The following 12 presentations and films highlighted not only the damage being done to Maerl around the UK and Europe, but also the beauty and importance of Maerl habitats for other species, a storer of carbon and as a component of a broader ecosystem that supports coastal livelihoods.

The Maerl Forum’s extensive collective expertise has now, layer by layer ‘like a maerl bed’, been collated and published online as the Maerl Forum Output Report, together with the impressive Cornwall Maerl Conservation Action Plan.

Central to both the Forum and the Conference was a question that underlies my MAERL project aims: How do we break out of our bubble of knowledge?

My contribution to the Forum and Conference was to share the Research and the Development of my visual story telling project ‘Welcome to MAERL’ (highlighted in my previous post ) and how the test audience became engaged in the life of maerl, the habitat it creates, asking questions and looking to know more.

Presentation papers are being published in the PMNHS bulletins and the Maerl Forum Report.
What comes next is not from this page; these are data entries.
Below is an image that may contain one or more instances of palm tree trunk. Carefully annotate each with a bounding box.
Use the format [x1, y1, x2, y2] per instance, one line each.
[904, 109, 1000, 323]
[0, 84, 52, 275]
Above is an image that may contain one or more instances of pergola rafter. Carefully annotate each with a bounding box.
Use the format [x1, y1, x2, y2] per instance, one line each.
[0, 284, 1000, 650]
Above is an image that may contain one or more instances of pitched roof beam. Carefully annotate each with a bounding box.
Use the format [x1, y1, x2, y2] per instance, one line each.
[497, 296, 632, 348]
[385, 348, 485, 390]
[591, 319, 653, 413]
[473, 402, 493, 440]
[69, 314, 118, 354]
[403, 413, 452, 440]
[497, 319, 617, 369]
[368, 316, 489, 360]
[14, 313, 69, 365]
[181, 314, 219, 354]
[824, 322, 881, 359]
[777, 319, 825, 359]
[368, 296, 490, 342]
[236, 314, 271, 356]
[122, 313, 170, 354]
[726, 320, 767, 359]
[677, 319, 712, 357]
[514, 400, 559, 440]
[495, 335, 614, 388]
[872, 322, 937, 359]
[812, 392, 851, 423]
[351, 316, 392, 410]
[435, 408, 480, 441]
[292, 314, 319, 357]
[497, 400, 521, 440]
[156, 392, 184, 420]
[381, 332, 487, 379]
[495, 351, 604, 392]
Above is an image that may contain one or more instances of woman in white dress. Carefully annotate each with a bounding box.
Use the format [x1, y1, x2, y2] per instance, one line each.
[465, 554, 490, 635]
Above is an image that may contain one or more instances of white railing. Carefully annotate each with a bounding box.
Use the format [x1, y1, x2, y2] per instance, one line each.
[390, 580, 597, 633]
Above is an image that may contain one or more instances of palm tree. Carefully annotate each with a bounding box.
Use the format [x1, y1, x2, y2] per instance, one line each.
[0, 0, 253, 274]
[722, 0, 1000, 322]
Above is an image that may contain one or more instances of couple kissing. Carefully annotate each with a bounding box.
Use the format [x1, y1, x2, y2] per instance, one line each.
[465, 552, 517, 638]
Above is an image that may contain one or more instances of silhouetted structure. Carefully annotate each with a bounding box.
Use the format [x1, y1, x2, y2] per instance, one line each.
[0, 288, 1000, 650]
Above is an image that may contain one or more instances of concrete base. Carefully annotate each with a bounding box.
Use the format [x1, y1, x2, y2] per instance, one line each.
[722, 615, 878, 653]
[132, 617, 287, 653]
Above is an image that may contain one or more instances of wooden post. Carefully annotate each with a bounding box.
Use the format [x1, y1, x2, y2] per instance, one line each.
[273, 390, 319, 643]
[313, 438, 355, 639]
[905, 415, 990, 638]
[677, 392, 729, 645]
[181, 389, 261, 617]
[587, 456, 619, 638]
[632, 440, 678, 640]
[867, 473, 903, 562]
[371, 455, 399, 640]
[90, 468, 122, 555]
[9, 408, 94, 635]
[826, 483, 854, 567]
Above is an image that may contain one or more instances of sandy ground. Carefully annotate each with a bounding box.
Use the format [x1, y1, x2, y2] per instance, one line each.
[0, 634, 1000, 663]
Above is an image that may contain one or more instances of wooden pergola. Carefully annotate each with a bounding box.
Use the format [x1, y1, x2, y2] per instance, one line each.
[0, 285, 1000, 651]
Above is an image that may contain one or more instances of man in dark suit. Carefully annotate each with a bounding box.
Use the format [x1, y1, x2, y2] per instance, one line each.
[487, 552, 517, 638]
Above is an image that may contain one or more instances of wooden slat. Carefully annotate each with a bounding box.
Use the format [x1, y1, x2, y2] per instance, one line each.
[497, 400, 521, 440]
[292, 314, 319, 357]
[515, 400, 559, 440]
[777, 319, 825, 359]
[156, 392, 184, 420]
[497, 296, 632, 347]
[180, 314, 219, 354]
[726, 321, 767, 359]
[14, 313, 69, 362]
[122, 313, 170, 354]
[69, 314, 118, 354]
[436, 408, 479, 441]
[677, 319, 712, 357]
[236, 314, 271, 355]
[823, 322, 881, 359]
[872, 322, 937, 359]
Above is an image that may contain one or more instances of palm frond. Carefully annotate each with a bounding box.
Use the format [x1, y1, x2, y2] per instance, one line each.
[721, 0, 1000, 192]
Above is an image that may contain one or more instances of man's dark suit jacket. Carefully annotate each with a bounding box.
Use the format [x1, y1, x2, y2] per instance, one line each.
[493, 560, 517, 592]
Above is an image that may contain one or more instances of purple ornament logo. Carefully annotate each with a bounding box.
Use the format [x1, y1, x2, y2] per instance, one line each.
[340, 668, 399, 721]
The Maerl networking conversations continue, with ongoing MAERL Forum webinars; the first online meet-up in June was lead by Professor Juliet Brodie, international seaweed expert based at the Natural History Museum, presenting and discussing fascinating in depth surveys and studies from around the world, including identifying new Maerl species.

The Conference and Forum were wonderfully exciting and inspirational days, expanding our understanding of our marine environment and the importance of how to protect Maerl, our ‘Celtic Coral’.

I am happy to have shared my project with both marine communities and to be actively taking part in the construction of the growing Maerl community/habitat on land. Already plans have grown out of the forum meet ups with intentions for a Maerl Festival in 2027. 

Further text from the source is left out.